A Walk through Recent Nitro Chemistry Advances

by
Nagatoshi Nishiwaki
Research Center for Molecular Design, Kochi University of Technology, Tosayamada, Kami, Kochi 782-8502, Japan
Molecules 2020, 25(16), 3680; https://doi.org/10.3390/molecules25163680
Submission received: 6 August 2020 / Accepted: 7 August 2020 / Published: 12 August 2020
(This article belongs to the Special Issue Nitro Compounds and Their Derivatives in Organic Synthesis)
Versions Notes

Abstract

:
Chemistry of nitro groups and nitro compounds has long been intensively studied. Despite their long history, new reactions and methodologies are still being found today. This is due to the diverse reactivity of the nitro group. The importance of nitro chemistry will continue to increase in the future in terms of elaborate synthesis. In this article, we will take a walk through the recent advances in nitro chemistry that have been made in past decades.

1. Introduction

The chemistry of nitro compounds began at the beginning of the 19th century and has developed together with organic chemistry; in the 20th century, various reactivity properties of nitro groups were elucidated. Nitro compounds play an important role as building blocks and synthetic intermediates for the construction of scaffolds for drugs, agricultural chemicals, dyes, and explosives. In the world, millions of tons of nitro compounds are synthesized and consumed every year. In the 21st century, researchers’ attentions gradually shifted to the use of nitro compounds in the elaborate syntheses such as controlling reactivity and stereochemistry. Development of new synthetic methods has also progressed using a combination of the diverse properties of nitro groups in past decades. Indeed, numerous methodologies are reported in current scientific journals. In this article, I would like to touch lightly on the recent advances in the chemistry of nitro compounds. For more information, please see the review articles cited in the references.

2. Nitration

Nitration is one of the fundamental chemical conversions. Conventional nitration processes involve HNO3 alone or in combination with H2SO4, and this method has remained unchallenged for more than 150 years.
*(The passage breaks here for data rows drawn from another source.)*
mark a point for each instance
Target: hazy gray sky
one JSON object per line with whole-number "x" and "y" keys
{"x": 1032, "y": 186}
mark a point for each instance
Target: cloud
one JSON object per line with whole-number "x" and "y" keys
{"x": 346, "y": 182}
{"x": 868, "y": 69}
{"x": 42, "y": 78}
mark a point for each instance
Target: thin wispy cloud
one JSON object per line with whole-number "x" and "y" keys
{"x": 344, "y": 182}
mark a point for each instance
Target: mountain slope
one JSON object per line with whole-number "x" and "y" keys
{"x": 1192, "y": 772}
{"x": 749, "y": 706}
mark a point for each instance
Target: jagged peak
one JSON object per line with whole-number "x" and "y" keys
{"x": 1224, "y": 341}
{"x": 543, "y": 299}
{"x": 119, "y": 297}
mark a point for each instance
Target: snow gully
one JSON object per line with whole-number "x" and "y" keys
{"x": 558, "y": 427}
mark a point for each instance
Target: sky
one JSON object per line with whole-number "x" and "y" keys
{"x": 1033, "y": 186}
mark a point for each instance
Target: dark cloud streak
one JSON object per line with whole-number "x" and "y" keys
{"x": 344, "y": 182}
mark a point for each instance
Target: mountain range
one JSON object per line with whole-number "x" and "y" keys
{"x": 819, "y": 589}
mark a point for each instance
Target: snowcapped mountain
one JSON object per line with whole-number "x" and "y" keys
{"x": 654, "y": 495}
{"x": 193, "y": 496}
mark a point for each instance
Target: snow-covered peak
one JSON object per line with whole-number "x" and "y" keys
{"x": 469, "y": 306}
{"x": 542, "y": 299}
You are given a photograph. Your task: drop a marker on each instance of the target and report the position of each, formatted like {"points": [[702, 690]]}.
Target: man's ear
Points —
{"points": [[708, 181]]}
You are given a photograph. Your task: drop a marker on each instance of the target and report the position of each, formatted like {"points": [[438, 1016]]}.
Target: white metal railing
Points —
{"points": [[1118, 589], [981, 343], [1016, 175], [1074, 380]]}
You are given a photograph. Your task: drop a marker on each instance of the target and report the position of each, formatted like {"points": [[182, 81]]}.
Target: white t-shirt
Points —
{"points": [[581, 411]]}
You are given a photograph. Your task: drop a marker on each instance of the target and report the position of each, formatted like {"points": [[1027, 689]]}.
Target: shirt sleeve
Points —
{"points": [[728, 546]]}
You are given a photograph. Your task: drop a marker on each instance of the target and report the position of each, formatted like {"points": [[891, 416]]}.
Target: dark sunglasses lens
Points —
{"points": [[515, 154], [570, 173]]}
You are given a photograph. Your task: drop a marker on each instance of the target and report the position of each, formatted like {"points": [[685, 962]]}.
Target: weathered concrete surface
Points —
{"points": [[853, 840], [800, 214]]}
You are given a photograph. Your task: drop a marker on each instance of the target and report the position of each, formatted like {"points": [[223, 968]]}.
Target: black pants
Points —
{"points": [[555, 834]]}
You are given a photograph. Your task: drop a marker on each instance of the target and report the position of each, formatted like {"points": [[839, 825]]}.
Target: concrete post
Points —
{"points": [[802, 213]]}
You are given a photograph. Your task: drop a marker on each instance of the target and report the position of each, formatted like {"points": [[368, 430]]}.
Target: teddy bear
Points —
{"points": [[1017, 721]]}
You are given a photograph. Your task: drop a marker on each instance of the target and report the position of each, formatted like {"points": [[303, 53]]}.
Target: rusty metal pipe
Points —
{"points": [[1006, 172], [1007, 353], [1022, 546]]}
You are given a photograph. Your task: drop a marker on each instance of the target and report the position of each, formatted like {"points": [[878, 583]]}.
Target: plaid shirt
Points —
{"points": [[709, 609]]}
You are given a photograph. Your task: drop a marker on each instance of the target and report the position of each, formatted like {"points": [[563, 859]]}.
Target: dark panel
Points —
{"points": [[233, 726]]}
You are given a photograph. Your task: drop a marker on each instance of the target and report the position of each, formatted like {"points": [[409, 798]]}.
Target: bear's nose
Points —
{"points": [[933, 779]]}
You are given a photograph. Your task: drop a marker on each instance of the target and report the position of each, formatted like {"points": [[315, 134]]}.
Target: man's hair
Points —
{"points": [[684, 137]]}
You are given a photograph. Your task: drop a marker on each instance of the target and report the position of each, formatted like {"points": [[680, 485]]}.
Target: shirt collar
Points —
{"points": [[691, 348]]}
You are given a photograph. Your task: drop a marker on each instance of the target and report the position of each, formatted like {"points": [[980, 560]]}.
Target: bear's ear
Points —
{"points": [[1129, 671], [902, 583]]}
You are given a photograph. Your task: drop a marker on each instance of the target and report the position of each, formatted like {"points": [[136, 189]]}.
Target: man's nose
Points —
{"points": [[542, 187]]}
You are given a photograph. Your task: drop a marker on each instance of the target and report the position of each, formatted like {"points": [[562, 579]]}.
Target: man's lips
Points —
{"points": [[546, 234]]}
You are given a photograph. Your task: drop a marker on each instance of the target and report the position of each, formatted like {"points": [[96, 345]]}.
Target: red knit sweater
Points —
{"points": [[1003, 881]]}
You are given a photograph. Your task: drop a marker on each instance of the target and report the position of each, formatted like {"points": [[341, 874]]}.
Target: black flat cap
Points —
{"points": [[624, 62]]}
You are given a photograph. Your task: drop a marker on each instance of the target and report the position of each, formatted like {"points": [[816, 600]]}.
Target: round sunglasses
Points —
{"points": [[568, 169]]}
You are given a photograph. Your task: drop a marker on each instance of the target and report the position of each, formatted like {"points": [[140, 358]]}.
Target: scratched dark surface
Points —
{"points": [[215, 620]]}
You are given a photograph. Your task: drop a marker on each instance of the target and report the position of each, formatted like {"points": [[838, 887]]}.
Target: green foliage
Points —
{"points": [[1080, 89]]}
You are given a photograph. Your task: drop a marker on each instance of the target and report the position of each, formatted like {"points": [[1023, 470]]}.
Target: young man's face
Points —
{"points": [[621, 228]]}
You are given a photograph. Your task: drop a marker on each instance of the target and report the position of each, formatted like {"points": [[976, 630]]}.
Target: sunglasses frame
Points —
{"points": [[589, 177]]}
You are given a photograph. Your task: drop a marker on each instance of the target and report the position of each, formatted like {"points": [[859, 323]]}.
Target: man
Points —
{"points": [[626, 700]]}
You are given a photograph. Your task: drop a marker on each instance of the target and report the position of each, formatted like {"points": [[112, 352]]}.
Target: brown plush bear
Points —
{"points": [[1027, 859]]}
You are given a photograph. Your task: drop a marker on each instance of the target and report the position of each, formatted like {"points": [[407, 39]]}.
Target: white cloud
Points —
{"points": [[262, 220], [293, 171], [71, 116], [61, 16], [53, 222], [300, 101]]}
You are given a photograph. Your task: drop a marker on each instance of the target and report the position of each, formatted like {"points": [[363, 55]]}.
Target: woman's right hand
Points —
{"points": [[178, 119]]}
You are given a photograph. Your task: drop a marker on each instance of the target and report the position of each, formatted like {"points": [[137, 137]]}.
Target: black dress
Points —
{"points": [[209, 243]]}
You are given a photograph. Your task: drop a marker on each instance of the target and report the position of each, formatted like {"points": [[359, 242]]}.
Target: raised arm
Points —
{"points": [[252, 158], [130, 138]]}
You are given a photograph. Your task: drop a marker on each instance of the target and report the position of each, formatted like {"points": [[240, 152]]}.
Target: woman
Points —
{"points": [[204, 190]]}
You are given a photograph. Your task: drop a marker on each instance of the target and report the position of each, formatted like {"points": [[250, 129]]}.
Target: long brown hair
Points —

Although other nitrating agents have been employed in a laboratory, these are not applicable to large-scale reactions because harsh conditions are sometimes necessary. The conventional methods also suffer from large amounts of waste acids and difficulty of regiocontrol [1,2]. These problems are overcome by using solid acids such as zeolites. High para-selective nitration was achieved by using tridirectional zeolites Hβ [3] because of the steric restriction when substrate is adsorbed in the zeolite cavity [4].
Suzuki et al. developed an excellent nitration method using NO2 and O3, referred to as the Kyodai method [5]. This reaction proceeds efficiently even at low temperature. The addition of a small amount of a proton acid or Lewis acid enhances reactivity of the substrate to enable the polynitration.
Since nitrating agents also serve as strong oxidants, nitro compounds are often accompanied by oxidation products [6]. In order to avoid the formation of byproducts and regioisomers, ipso-nitration methods have been developed. Wu et al. showed metal-free nitration using phenylboronic acid and t-BuONO to afford nitrobenzene [7]. Furthermore, Buchwald et al. reported palladium catalyzed ipso-nitration method using chlorobenzene and commercially available NaNO2 [8].
With the recent development of research on transition metal-catalyzed C-H activation, various skeletons have been constructed. Nitroaromatic compounds are obtained by this protocol, in which the directing group facilitates the regioselective nitration [9].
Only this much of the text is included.